Digital Annealer Unit, Fujitsu Laboratories Ltd., 10-1 Morinosato-Wakamiya, Atsugi, Kanagawa, 243-0197, Japan.
Artificial Intelligence Laboratory, Fujitsu Laboratories Ltd., 4-1-1 Kamikodanaka, Nakahara-ku, Kawasaki, Kanagawa, 211-8588, Japan.
Mol Inform. 2020 Jan;39(1-2):e1800155. doi: 10.1002/minf.201800155. Epub 2019 Oct 7.

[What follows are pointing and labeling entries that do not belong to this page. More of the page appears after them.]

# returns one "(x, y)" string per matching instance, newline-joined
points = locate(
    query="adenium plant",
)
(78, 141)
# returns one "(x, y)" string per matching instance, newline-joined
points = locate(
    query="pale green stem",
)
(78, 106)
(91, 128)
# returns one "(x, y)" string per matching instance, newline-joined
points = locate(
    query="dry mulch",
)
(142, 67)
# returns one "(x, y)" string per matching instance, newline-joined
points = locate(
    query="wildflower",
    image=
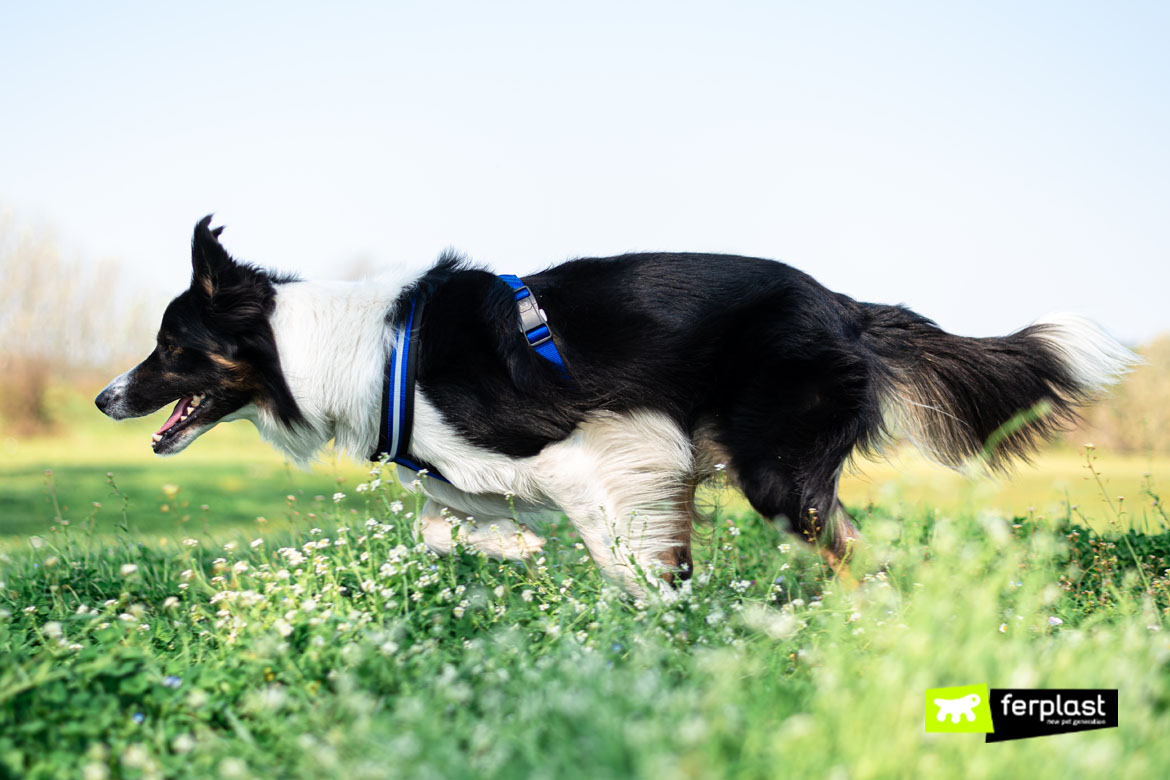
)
(232, 768)
(183, 744)
(95, 771)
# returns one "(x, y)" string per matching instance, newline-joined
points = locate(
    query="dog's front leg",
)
(441, 527)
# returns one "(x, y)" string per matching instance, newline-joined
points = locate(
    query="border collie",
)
(672, 367)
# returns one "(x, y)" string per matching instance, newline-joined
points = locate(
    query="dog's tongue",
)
(179, 408)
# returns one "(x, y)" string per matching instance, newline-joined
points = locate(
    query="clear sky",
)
(983, 163)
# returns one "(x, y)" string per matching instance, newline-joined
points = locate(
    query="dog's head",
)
(215, 352)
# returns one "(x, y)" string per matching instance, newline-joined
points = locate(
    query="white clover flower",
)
(183, 744)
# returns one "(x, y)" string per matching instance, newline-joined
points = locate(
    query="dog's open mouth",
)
(186, 413)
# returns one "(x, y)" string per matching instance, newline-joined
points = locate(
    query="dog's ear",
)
(212, 268)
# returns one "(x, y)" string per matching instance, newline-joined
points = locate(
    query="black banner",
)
(1023, 712)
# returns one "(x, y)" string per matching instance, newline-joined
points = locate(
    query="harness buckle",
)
(534, 323)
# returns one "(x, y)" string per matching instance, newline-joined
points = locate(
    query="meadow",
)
(169, 633)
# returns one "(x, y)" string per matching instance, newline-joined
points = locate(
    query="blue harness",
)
(398, 388)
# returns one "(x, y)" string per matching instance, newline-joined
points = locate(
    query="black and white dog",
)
(668, 367)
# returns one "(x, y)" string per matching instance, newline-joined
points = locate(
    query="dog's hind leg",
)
(624, 482)
(441, 529)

Classification of the biological activities of chemical substances is important for developing new medicines efficiently. Various machine learning methods are often employed to screen large libraries of compounds and predict the activities of new substances by training the molecular structure-activity relationships. One such method is graph classification, in which a molecular structure can be represented in terms of a labeled graph with nodes that correspond to atoms and edges that correspond to the bonds between these atoms. In a conventional graph definition, atomic symbols and bond orders are employed as node and edge labels, respectively. In this study, we developed new graph definitions using the assignment of atom and bond types in the force fields of molecular dynamics methods as node and edge labels, respectively. We found that these graph definitions improved the accuracies of activity classifications for chemical substances using graph kernels with support vector machines and deep neural networks. The higher accuracies obtained using our proposed definitions can enhance the development of the materials informatics using graph-based machine learning methods.
化学物质生物活性的分类对于高效开发新药非常重要。通常采用各种机器学习方法来筛选大量化合物库,并通过训练分子结构-活性关系来预测新物质的活性。其中一种方法是图分类,其中可以用带有标记的图来表示分子结构,节点对应于原子,边对应于这些原子之间的键。在传统的图定义中,原子符号和键序分别用作节点和边的标签。在这项研究中,我们分别使用分子动力学方法力场中的原子和键类型的分配来开发新的图定义作为节点和边的标签。我们发现,这些图定义使用支持向量机和深度神经网络的图核提高了化学物质活性分类的准确性。使用我们提出的定义获得的更高准确性可以增强基于图的机器学习方法在材料信息学中的发展。